A few tips for this mini eclairs recipe:
- This recipe is in grams instead of cups/tablespoons which might seem overwhelming. But don’t worry! Using weights is actually the most accurate way to bake and it’s quite easy. You’ll just need a kitchen scale. Place a bowl on the kitchen scale and hit the “tare” button. Add your first ingredient. Then tare the scale again and add the second ingredient. Keep going just like that until you’ve added all the ingredients – super easy. Baking with a kitchen scale actually makes for much less dirty dishes, since you’re not getting a million measuring cups and spoons dirty.
- Use fresh lime juice for this recipe! The flavor of fresh lime juice cannot be compared to the bottled stuff. This citrus squeezer makes it easy to squeeze a bunch of limes.
- Don’t skip the lime zest. It adds a nice aromatic element to these eclairs and it only takes a few seconds to make lime zest from fresh limes. Make sure you zest the limes before juicing them. This zester is actually kind of fun to use.
- Don’t be afraid to use a culinary torch. It’s fun! It’s what adds those nice brown lines to the meringue topping by caramelizing the sugars in the meringue.
What you’ll need to make mini eclairs:
- Kitchen scale
- Stand mixer
- Citrus squeezer
- Culinary torch (and butane cylinders)
- Zip-lock bags (or pastry bags)
- Cake decorating tips
Lime Meringue Mini Eclairs
- 120 g water
- 120 g milk (2% or whole milk is best)
- 15 g sugar
- 5 g salt
- 110 g butter
- 7 g vanilla extract
- 140 g all purpose flour
- 5 eggs
Lime Custard Filling:
- 155 g water
- 130 g sugar
- 20 g cornstarch
- zest of 1 lime
- 120 g lime juice
- 2 egg yolks
- 12 g butter
- 4 egg whites
- 2 cups confectioner's sugar
- Preheat oven to 400F.
- In a large pot, combine the water, milk, sugar, salt, butter, and vanilla and bring to a boil. Lower the heat, add the flour, stir with a wooden spoon. Continue to cook and stir until the dough stops sticking to the edge of the pan.
- Remove from heat and add the eggs one at a time, using a wooden spoon to stir. Make sure each egg is fully mixed and incorporated into the dough before adding the next one.
- Line a large baking sheet with parchment paper. Fill a pastry bag or zip lock bag with a piping tip (any wide tip will do!) with the dough and pipe dough into 3-inch logs about 3/4 inch thick. Place in the oven and immediately lower the heat to 365F. Bake for 25 minutes, or until the eclairs puff up, turn golden brown, and sound hollow when tapped. Remove from oven.

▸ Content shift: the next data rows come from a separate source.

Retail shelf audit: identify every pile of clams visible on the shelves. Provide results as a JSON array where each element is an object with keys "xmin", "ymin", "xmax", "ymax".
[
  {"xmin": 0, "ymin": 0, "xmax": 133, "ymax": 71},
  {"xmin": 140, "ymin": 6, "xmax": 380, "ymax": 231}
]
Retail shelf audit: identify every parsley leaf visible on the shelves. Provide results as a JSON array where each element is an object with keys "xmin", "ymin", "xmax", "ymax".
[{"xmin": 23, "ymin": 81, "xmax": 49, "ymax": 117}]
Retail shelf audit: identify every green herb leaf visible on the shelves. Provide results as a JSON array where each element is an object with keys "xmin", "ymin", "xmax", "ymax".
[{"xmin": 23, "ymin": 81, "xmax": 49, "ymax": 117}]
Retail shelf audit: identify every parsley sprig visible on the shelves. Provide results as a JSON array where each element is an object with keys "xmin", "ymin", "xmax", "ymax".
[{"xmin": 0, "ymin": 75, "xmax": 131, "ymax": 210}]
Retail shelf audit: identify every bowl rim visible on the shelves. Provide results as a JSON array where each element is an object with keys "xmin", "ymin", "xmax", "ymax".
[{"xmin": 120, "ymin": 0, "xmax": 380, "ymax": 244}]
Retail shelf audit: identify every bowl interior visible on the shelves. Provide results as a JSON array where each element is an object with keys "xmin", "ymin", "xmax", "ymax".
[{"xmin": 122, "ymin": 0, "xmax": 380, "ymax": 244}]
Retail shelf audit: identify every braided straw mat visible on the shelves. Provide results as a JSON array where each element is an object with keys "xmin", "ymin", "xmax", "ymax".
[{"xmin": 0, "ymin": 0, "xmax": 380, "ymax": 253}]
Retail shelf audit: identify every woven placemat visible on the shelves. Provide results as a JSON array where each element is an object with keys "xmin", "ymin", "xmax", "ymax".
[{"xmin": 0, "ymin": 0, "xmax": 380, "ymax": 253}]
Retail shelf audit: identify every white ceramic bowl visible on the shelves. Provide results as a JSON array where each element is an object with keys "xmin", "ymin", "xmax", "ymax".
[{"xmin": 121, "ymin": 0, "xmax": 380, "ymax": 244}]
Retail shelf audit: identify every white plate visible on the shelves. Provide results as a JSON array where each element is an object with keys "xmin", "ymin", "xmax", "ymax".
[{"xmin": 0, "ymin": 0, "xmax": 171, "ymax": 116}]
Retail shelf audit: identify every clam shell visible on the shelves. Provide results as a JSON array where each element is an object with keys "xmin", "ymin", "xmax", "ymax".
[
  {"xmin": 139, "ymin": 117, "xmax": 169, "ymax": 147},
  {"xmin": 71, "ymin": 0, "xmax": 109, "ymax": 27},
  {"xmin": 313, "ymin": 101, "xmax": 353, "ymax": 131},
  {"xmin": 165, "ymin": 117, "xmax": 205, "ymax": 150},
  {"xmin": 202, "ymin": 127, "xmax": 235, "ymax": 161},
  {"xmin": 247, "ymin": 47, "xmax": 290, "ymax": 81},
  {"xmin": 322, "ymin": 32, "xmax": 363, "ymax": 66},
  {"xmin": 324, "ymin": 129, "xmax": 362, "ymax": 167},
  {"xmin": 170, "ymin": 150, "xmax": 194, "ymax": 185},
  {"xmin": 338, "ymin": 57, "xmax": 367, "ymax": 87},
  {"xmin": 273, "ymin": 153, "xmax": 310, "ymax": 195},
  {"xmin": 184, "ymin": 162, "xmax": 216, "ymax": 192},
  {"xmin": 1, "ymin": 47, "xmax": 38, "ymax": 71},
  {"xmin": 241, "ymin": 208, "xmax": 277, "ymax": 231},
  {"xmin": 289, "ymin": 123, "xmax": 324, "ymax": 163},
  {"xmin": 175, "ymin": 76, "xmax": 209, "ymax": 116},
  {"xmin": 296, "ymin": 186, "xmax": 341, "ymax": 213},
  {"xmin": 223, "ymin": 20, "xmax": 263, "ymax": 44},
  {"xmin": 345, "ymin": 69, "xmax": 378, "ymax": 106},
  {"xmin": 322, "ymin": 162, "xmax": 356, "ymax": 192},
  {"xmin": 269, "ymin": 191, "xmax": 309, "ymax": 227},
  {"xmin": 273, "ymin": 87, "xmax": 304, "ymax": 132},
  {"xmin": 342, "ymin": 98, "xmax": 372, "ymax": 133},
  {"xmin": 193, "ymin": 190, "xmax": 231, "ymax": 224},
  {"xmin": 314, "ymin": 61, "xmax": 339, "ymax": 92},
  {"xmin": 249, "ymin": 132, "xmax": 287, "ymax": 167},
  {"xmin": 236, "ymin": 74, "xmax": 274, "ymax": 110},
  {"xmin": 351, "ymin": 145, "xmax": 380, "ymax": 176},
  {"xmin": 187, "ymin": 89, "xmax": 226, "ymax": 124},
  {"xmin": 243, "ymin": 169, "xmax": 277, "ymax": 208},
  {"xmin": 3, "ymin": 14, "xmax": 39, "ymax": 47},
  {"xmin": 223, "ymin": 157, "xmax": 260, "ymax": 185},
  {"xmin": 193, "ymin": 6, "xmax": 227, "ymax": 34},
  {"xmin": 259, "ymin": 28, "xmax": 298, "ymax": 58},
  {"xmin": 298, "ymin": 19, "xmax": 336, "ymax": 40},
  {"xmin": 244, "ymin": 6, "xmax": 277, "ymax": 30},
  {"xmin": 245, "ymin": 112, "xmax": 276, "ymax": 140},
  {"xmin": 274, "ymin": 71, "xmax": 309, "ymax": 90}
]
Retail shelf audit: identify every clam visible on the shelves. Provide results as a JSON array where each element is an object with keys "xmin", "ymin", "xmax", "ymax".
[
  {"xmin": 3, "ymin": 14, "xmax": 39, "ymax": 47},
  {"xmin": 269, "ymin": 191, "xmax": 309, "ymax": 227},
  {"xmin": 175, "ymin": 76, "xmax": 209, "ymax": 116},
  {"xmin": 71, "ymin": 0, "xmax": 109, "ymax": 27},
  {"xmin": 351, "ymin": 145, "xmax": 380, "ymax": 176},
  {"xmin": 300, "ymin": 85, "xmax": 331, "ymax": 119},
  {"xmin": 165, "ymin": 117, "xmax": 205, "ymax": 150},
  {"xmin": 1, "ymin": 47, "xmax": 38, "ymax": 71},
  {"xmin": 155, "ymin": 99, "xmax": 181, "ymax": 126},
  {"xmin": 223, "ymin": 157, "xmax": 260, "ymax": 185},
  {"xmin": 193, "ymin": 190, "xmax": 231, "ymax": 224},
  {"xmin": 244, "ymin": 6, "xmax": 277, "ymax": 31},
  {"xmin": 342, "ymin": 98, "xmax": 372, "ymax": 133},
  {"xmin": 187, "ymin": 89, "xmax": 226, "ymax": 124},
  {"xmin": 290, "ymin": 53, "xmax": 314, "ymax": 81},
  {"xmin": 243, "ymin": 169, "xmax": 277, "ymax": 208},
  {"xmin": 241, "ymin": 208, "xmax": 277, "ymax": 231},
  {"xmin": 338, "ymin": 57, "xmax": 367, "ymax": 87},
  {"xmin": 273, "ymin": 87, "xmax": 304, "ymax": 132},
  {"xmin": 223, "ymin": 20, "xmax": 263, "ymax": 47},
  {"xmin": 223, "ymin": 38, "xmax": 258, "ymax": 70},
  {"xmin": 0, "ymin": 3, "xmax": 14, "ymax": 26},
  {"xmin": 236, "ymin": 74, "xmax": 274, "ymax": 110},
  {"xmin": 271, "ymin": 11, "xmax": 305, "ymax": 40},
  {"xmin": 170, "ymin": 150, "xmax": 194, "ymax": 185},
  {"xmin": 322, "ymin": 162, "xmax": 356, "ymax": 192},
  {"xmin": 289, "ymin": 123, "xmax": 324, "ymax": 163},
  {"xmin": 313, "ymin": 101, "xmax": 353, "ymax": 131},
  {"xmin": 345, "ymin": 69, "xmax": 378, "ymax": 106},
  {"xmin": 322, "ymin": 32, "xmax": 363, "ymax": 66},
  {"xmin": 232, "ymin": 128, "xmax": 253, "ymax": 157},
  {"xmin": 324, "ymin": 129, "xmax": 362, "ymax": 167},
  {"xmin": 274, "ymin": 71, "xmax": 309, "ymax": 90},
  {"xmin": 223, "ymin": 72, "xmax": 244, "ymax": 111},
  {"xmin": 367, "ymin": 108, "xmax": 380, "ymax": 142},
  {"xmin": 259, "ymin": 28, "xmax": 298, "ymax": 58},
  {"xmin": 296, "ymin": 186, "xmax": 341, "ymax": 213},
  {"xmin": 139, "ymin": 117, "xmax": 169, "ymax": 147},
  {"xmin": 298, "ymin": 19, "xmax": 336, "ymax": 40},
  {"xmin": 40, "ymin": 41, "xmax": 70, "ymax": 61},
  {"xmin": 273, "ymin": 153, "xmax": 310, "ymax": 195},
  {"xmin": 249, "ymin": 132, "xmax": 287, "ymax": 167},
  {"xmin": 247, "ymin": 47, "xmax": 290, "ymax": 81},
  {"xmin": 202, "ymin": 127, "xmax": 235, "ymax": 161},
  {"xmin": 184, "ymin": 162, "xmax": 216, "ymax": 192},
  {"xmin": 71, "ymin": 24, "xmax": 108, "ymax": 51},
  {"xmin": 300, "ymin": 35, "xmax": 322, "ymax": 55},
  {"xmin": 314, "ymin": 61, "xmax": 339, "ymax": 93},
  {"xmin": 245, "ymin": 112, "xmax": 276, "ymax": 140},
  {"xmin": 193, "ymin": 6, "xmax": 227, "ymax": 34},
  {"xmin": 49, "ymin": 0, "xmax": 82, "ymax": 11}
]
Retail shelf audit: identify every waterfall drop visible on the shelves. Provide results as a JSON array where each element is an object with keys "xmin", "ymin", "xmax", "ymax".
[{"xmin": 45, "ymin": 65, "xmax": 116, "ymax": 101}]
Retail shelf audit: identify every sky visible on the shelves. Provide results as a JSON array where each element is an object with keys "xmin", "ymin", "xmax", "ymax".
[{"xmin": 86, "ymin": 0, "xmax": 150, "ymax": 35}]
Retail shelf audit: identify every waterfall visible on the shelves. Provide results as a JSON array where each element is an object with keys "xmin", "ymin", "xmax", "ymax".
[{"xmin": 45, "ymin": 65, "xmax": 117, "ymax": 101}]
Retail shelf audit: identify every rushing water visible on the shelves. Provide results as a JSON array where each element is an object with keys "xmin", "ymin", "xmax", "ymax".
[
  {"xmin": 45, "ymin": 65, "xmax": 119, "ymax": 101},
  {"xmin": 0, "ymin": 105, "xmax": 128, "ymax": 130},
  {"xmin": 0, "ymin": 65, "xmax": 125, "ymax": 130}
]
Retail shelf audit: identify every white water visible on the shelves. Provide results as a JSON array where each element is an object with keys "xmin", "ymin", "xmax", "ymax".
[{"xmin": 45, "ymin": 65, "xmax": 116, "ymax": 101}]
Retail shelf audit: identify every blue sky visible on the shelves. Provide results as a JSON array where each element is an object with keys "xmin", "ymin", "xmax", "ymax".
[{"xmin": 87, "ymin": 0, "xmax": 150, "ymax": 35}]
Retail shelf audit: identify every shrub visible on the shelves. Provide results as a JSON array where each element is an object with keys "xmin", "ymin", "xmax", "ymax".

- Once the eclairs cool, use a knife to cut off the tops to make a canoe-shaped eclair. These eclairs will be filled with the lime custard.
Lime Custard Filling:
- In a medium pot, add all the ingredients except for the butter. Bring to a boil, mixing constantly. Allow to boil for at least 30 seconds. Add the butter, mix until melted, and remove from heat. Place in the refrigerator to cool and thicken. To speed up the cooling, you can pour the the lime custard into a shallow baking tray.
- Add egg whites to a glass or metal mixing bowl. Use a stand mixer or a hand mixer to beat the eggs whites on medium until they start to foam. Slowly sift in the sugar and continue beating constantly until stiff peaks form. The meringue is done when you can flip the bowl upside down and the meringue does not pour out.
Assemble the eclairs:
- Place the cooled lime custard into a piping bag or zip lock bag (no decorative piping tip is necessary). Fill the eclairs with lime custard. Place the meringue into another piping bag with a decorative tip and top the eclairs with meringue.
- If desired, use a culinary torch to brown the meringue and sprinkle with lime zest.